Nabi Muhammad shalallahu ‘alaihi wasallam bersabda:
لَا صَلَاةَ لِمَنْ لَمْ يَقْرَأْ بِفَاتِحَةِ الْكِتَابِ
Artinya: “Tidak sah sholat seseorang yang tidak membaca Surat al-Fatihah,” (Shahih Bukhari, Hadits Nomor 714).
5. Berbicara atau Tertawa
Berbicara atau tertawa dengan sengaja dapat membatalkan sholat, karena sholat harus dilakukan dengan penuh khusyukan.
Sebagaimana hadits Nabi Muhammad SAW:
النَّاسِ إِنَّمَا هِيَ التَّسْبِيحُ وَالتَّكْبِيْرُ وَقِرَاءَةُ القُرْآنِ
Artinya: “Sholat ini tidak boleh di dalamnya ada sesuatu dari perkataan manusia. Sholat itu hanyalah tasbih, takbir dan bacaan Al-Quran,” (HR. Muslim, Ahmad, An-Nasa’i dan Abu Daud).
6. Tidak Tuma’ninah
Tuma’ninah adalah berhenti sejenak dalam setiap gerakan sholat, seperti saat rukuk, sujud, dan duduk di antara dua sujud.
Apabila seseorang dalam sholatnya tidak tuma’ninah maka sholatnya tidak sah.

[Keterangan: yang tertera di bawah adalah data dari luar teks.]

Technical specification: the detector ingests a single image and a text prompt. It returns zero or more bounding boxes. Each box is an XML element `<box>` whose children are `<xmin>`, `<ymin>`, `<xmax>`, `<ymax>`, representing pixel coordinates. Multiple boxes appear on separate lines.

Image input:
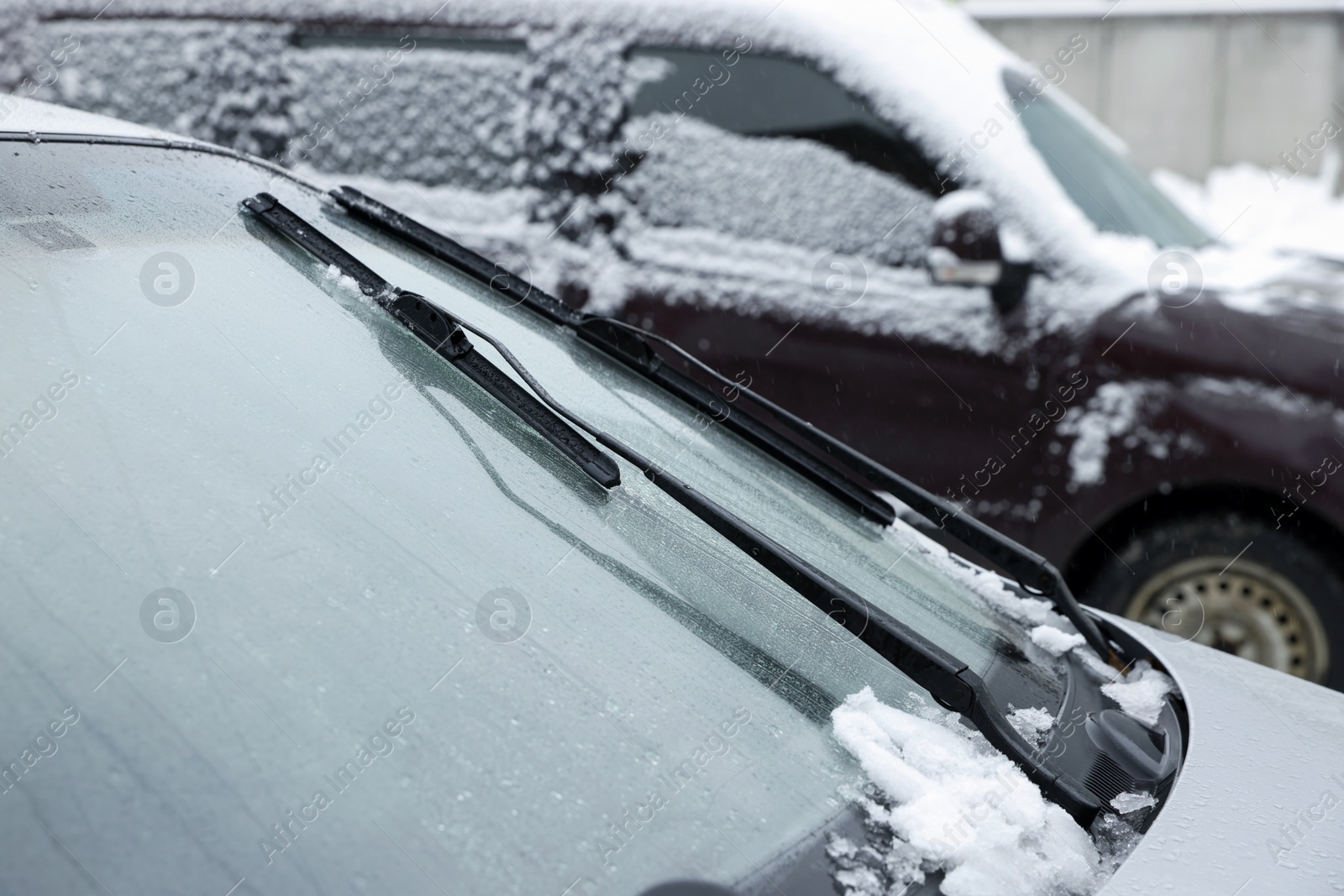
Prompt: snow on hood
<box><xmin>1105</xmin><ymin>616</ymin><xmax>1344</xmax><ymax>896</ymax></box>
<box><xmin>829</xmin><ymin>688</ymin><xmax>1102</xmax><ymax>896</ymax></box>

Nabi Muhammad SAW menjelaskan dalam haditsnya begitu pentingnya tuma’ninah dalam sholat:
إِنَّ أَسْوَأَ النَّاسِ سَرِقَةً الَّذِي يَسْرِقُ صَلَاتَهُ قَالُوا يَا رَسُولَ اللَّهِ وَكَيْفَ يَسْرِقُهَا قَالَ لَا يُتِمُّ رُكُوعَهَا وَلَا سُجُودَهَا
Artinya: “Seburuk-buruknya pencuri adalah yang mencuri dari sholatnya, ‘Para sahabat bertanya, Wahai Rasulullah, bagaimana mencuri dari sholat?, Rasulullah bersabda, Dia tidak sempurnakan ruku’ dan sujudnya’,”(HR Imam Ahmad).

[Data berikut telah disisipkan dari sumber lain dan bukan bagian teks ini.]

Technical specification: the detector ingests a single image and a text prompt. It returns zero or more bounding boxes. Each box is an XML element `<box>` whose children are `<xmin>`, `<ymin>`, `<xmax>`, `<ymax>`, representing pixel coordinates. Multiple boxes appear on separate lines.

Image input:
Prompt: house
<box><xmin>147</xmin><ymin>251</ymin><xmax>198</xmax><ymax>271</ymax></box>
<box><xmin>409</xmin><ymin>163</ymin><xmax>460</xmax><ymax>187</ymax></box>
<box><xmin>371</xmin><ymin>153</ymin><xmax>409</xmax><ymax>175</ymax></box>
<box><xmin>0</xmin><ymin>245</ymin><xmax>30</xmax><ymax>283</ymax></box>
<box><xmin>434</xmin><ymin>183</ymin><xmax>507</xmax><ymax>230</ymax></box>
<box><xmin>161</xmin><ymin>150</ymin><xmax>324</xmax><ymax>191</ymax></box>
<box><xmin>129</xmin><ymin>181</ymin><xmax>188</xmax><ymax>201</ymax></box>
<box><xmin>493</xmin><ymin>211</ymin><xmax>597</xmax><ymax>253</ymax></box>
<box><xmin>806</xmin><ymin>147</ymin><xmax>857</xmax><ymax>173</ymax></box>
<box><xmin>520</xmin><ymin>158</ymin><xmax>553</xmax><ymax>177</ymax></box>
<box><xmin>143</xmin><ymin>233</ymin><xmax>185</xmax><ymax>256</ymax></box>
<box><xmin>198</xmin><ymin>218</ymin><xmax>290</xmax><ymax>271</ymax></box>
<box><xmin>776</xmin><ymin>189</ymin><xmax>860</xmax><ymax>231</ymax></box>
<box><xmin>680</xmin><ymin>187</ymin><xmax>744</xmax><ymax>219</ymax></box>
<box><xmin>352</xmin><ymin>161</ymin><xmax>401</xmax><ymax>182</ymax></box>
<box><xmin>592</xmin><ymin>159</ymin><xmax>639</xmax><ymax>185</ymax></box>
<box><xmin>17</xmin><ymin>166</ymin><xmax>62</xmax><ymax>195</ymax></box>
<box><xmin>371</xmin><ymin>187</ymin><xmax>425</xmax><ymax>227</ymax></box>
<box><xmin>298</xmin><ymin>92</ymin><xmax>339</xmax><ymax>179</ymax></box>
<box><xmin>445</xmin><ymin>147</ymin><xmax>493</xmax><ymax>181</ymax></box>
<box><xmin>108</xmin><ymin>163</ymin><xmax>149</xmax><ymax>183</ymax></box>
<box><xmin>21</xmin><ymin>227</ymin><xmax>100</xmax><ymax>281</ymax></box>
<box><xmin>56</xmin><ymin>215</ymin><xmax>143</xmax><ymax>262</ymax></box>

7. Adanya Najis pada Tubuh, Pakaian, atau Tempat Sholat
Kebersihan dari najis adalah syarat sahnya sholat, jika ada najis pada tubuh, pakaian, atau tempat sholat, maka sholatnya menjadi tidak sah.

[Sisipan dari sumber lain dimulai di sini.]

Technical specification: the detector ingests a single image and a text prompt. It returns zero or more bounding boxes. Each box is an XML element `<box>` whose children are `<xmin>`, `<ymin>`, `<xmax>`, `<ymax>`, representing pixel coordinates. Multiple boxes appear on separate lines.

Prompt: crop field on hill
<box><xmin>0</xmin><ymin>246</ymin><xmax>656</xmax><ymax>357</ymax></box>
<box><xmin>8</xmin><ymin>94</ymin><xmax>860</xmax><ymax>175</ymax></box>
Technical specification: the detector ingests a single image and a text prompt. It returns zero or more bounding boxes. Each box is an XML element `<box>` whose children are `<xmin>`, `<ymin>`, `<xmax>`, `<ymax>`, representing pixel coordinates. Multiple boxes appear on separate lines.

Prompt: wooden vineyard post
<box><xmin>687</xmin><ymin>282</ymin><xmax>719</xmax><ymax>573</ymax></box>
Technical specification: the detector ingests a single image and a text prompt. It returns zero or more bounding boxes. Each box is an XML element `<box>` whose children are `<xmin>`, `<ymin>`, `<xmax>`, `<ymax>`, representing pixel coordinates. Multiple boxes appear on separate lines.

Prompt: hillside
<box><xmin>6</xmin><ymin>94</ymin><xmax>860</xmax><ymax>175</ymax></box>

Sebagaimana hadits Nabi Muhammad SAW:
مفْتَاحُ الصَّلَاةِ الطُّهُورُ وَتَحْرِيمُهَا التَّكْبِيرُ وَتَحْلِيلُهَا التَّسْلِيمُ
Artinya: “Kunci sholat adalah kesucian, pengharamannya (terikat dalam sholat) adalah takbir, dan pelepasnya adalah salam,” (HR Abu Dawud, Tirmidzi, Ibnu Majah, Darimi & Ahmad).
Memahami dan menghindari hal-hal yang dapat membatalkan sholat sangat penting, dengan demikian, sholat yang dilakukan menjadi sah dan diterima oleh Allah SWT.